There were multiple sources of leavening available for early bread. Airborne yeasts could be harnessed by leaving uncooked dough exposed to air for some time before cooking. Pliny the Elder reported that the Gauls and Iberians used the foam skimmed from beer to produce “a lighter kind of bread than other peoples.” The most common source of leavening however was to retain a piece of dough from the previous day to utilize as a form of sourdough starter.
Butter
Since even accidental agitation can turn cream into butter, it is likely that the invention of butter goes back to the earliest days of dairying, perhaps in the Mesopotamian area between 9000 and 8000 BCE. The earliest butter would have been from sheep or goat’s milk; cattle are not thought to have been domesticated for another thousand years or so. An ancient method of butter making, still used today in some parts of Africa and the Near East, uses a goat skin is half filled with milk, which is then inflated with air and sealed. It is then hung with ropes on a tripod of sticks and rocked to and fro until the butter is formed.

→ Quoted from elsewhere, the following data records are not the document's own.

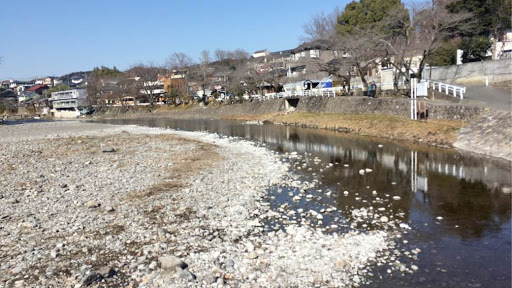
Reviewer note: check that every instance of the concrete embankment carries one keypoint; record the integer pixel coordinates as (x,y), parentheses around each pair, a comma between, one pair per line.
(491,135)
(340,105)
(381,117)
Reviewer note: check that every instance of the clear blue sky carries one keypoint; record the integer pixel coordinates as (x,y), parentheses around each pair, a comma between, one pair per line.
(57,37)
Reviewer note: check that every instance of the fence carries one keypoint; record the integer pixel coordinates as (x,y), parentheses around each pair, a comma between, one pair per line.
(448,89)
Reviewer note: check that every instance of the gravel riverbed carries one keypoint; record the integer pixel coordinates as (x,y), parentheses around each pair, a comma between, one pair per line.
(86,204)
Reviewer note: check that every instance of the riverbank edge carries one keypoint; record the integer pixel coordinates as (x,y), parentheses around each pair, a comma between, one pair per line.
(446,124)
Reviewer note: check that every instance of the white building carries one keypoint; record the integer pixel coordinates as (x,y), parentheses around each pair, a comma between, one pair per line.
(260,53)
(67,104)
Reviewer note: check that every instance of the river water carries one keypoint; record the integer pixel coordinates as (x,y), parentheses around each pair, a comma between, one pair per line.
(458,206)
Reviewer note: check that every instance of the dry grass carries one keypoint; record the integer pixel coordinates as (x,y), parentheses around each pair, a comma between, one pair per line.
(186,164)
(438,132)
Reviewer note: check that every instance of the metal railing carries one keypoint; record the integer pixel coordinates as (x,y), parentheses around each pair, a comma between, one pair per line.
(448,89)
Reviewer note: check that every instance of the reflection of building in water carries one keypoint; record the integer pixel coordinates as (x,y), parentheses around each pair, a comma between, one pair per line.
(443,163)
(419,175)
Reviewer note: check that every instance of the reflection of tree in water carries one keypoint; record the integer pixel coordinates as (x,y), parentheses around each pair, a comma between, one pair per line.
(294,137)
(471,206)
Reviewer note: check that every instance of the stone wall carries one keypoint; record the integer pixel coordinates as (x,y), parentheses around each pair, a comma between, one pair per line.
(385,106)
(473,73)
(340,105)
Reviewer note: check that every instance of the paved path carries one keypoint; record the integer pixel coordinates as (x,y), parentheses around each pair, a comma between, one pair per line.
(492,97)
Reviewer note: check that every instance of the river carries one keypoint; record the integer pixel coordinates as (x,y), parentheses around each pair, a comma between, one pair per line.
(457,205)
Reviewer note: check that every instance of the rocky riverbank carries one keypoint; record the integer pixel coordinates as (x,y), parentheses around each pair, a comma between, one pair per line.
(92,204)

Butter was certainly known in the classical Mediterranean civilizations, but it does not seem to have been a common food, especially in Ancient Greece or Rome. In the warm Mediterranean climate, unclarified butter would spoil very quickly— unlike cheese, it was not a practical method of preserving the benefits of milk. The people of ancient Greece and Rome seemed to consider butter a food fit more for the northern barbarians. A play by the Greek comic poet Anaxandrides refers to Thracians as, “butter-eaters”. In Natural History Pliny the Elder calls butter “the most delicate of food among barbarous nations”, and goes on to describe its medicinal properties. It certainly makes me feel better, butter.
Thank you, happenstance, for accidental yeast spores and bumpy camel rides with milky refreshments.